Il bacio si fa intenso fino a
diventare insostenibile, e quando Mathias allontana
il viso, un filo di saliva che gli cola sul mento, Norvegia non riesce a
trattenere ancora quell’ansito di piacere che gli sgorga spontaneo dalle labbra
gonfie. Danimarca sbatte le palpebre sugli occhi non più così chiari, ammorbati
dalla passione e scende a baciargli il collo, succhiando la pelle gelida che
piano piano si scalda diventando rovente e arrossata
sotto il suo tocco. Jǿrgen inarca la schiena,
piccole schegge di luce che esplodono sotto gli occhi come piccole aurore
boreali nel cielo oscuro della sua mente e i pensieri si fanno densi, pensanti,
mentre una fiamma lentamente li divora, scendendo lungo la colonna vertebrale,
fino al bacino, fino all’inguine, fino al membro teso.
Danimarca geme a sua volta, le
dita che scivolano senza più pudore sotto i vestiti, e il cuore gli batte
talmente forte che a Norvegia pare quasi di poterlo stringere tra le mani, e l’ultimo,
distinto, pensiero, è impresso nel desiderio, quasi infantile, di poterlo
davvero afferrare, quel maledetto battito, e poterlo possedere, che sia per un
solo istante o per l’eternità intera, e riuscire a ricolmarlo completamente. Suo,
nell’immensità di quel sentimento a cui non sa dare nome.

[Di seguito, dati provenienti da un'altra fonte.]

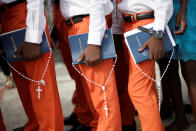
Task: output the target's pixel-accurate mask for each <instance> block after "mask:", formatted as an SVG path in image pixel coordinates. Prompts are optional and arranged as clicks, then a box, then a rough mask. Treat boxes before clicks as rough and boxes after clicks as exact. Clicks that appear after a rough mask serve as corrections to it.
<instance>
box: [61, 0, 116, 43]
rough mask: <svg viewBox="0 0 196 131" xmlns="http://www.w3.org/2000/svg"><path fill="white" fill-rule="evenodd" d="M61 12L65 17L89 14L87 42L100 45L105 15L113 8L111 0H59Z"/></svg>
mask: <svg viewBox="0 0 196 131" xmlns="http://www.w3.org/2000/svg"><path fill="white" fill-rule="evenodd" d="M60 7H61V13H62V15H63V16H64V18H65V19H68V18H70V17H73V16H76V15H82V14H90V25H89V36H88V44H94V45H101V41H102V39H103V36H104V33H105V30H106V20H105V15H108V14H110V13H111V12H112V10H113V5H112V2H111V0H60Z"/></svg>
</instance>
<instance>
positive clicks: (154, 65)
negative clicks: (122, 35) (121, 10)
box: [123, 19, 164, 131]
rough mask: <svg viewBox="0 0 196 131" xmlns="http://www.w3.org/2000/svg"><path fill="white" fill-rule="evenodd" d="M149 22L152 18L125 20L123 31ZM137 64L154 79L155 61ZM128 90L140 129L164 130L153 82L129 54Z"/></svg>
mask: <svg viewBox="0 0 196 131" xmlns="http://www.w3.org/2000/svg"><path fill="white" fill-rule="evenodd" d="M151 22H153V19H147V20H140V21H136V22H134V23H129V22H127V23H124V25H123V29H124V32H127V31H129V30H133V29H135V28H137V27H138V26H143V25H146V24H149V23H151ZM124 45H125V43H124ZM125 46H126V45H125ZM129 55H130V53H129ZM139 66H140V68H141V69H142V70H143V71H144V72H145V73H146V74H148V75H149V76H150V77H152V78H154V79H155V61H149V60H148V61H145V62H142V63H140V64H139ZM128 92H129V96H130V98H131V100H132V102H133V104H134V106H135V108H136V109H137V111H138V115H139V119H140V121H141V125H142V131H164V127H163V125H162V122H161V118H160V113H159V108H158V97H157V92H156V85H155V82H153V81H152V80H150V79H149V78H147V77H146V76H144V75H143V74H142V73H141V72H140V71H139V70H138V69H137V67H136V66H135V63H134V61H133V58H132V56H131V55H130V58H129V83H128Z"/></svg>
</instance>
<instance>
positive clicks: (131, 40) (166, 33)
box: [124, 23, 176, 64]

E del muro non resta nessuna
traccia, se non un cumulo di polvere e detriti.
Quando poi tutto termina, il
respiro spezzato di Mathias che gli artiglia l’udito
mentre avverte ogni singola stilla dello sperma caldo che gli cola tra le
cosce, mentre l’esplosione pura e assoluta che ha annebbiato la sua mente, trascinandola
nel bianco accecante di un orgasmo così acuto da far male, inizia piano a
dissiparsi, mentre un tremito di stanchezza s’impossessa delle membra esauste e
affaticate dall’amplesso, mentre il corpo di Danimarca, ancora ansante, ancora accaldato,
si stringe al suo cercando il tepore di un qualcosa che già ha smesso di
esistere, allora Jǿrgen ritorna a immergere le
mani in quelle macerie, in quelle briciole. Si concede solo qualche istante, l’ultimo
brivido che muore nelle ultime carezze sonnacchiose che il danese gli concede
prima di scivolare nel sonno, giusto qualche secondo per crogiolarsi in quello
stato transitorio di debolezza che l’ha fatto precipitare di nuovo, e poi si
alza, in silenzio, senza fare il minimo rumore, e si dirige verso il bagno.
Come la porta si chiude alle sue
spalle, le fondamenta del nuovo muro sono già state stese. Prima che abbia
terminato la doccia, avrà già innalzato un nuovo strato di difese e quando
metterà piede fuori da quella stanza, lavato da ogni traccia che possa anche
solo provare ad affermare che quella notte è accaduto qualcosa, quando
Danimarca si sarà svegliato e l’avrà cercato confuso, atterrito, ma già
consapevole, e quindi rassegnato, dalle macerie sarà sorto un nuovo scudo d’indifferenza
e rifiuto.
Intatto, e impenetrabile. Tranne
che per quell’errore di valutazione.